Micah Schwaberow is a Santa Rosa, CA artist who is noted for his exquisitely rendered moku-hanga, or woodblock prints. He has developed a distinctive style of small, soft landscapes and object studies, striving to produce, he states, “woodblock prints that don’t look like woodblock prints, the wood and the knife invisible, the colors and edges as soft and resonant as a watercolor.”
“I think of my work as color haiku,” explains Micah, “large places carefully compressed, intimate glimpses through small windows.” He hopes that his reverence for the subject matter comes through to the viewer and “acts as a kind of medicine, or like a little piece of healing. I am interested in honoring a small event in the hope that it will help people see that they are surrounded by these small magical events in their lives that maybe they forgot to notice.”
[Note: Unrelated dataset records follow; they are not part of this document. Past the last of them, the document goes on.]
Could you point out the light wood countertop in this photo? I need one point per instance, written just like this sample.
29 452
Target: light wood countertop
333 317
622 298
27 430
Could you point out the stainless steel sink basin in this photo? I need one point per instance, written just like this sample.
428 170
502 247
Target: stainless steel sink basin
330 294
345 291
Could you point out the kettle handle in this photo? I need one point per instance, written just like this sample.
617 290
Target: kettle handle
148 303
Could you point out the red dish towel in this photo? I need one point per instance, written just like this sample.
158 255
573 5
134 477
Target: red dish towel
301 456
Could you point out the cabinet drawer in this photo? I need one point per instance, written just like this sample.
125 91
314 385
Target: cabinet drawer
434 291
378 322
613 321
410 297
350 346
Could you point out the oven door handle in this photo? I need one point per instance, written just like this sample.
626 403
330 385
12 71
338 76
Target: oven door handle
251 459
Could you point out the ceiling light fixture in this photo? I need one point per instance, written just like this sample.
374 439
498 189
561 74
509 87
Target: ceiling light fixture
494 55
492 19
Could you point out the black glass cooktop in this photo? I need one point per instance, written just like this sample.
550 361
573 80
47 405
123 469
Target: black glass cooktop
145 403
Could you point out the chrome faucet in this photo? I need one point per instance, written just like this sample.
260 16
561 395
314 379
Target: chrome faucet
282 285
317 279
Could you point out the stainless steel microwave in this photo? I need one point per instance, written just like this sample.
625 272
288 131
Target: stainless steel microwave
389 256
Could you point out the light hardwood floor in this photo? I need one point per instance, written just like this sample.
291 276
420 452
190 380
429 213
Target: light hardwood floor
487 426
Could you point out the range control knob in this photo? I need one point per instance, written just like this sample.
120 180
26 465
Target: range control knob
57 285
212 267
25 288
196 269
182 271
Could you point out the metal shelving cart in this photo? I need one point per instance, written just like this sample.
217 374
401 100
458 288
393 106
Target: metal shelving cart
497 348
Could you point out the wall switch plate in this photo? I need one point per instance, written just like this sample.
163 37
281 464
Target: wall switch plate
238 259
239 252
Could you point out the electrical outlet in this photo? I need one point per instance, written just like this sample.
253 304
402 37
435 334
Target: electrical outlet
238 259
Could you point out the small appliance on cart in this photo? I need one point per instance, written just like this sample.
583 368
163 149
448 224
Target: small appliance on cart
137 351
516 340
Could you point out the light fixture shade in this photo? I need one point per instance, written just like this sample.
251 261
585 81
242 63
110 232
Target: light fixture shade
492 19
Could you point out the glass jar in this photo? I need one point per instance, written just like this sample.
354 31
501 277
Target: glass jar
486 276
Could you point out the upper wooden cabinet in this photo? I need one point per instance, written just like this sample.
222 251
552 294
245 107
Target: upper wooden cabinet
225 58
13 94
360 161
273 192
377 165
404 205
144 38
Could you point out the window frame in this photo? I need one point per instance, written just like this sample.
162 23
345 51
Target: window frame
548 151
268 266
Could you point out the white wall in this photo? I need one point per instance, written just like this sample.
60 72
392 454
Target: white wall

Micah works with an antique Vandercook proof press, brushing watercolor onto the cherry and shina (Japanese plywood) blocks he prefers and printing on 90 lb Arches watercolor paper, hotpress.
The artist attended Santa Rosa Junior College and studied printmaking with Elizabeth Quandt-Barr. In 1981, he spent a year learning Japanese woodblock traditions as an apprentice to Toshi Yoshida in Tokyo. Micah’s prints have been shown in exhibitions including solo shows at the California Museum of Art in Santa Rosa and Azuma Gallery in Seattle and the Independents Exhibition of Prints in Kanagawa, Japan. His work is represented in the collections of the Achenbach Foundation for the Graphic Arts in San Francisco, the Cleveland Museum of Art.